CloPeMaRobot_withTrousers

Dr. Libor Spacek (hands only) and Dr. Vladimir Smutny with the CloPeMa robot and trousers

This project aims to advance the state of the art in the autonomous perception and manipulation of all kinds of fabrics, textiles and garments.

The novelty and uniqueness of this project is due chiefly to its generality. Various garments will be presented in a random pile on an arbitrary background and novel ways of manipulating them (sorting, folding, etc.) will be learned on demand in a real-life dynamic environment. The removal of previously indispensable deterministic assumptions about the modes of the textiles presentation and handling is expected to lead to greater robustness, reliability, and a wider field of applications.
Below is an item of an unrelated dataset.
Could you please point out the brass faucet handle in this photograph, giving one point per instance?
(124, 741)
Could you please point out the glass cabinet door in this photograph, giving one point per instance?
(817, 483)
CloPeMa’s main objective is closer integration of perception, action, learning, and reasoning. Perception means integrated haptic and visual sensing, recognition, and support for perception-action reactive cycle. Actions will be performed by a cooperating pair of robotic hands, part of the CloPeMa experimental testbed duplicated in three project partners. The hands will combine all state of the art solutions for manipulation of limp material: variable impedance actuation on a compliant hand mechanism architecture using smart materials and tactile sensorization with artificial skin on large areas.

Goals and actions will be learned in a dynamic environment. All components will be subject to statistical learning, spatial reasoning, and high-level reasoning. Thus integrated, CloPeMa is aimed at functionalities that had hitherto proved elusive for systems using only some of these parts in isolation.

Data and procedures to obtain them on the experimental testbed will be collected and made public. Results will be measured and analysed within three carefully defined demonstrator projects of increasing difficulty.

The consortium includes expertise in all the component areas, as well as industrial involvement promising cross-fertilisation and applicability. Both basic exploratory research and implementations of its results are foreseen.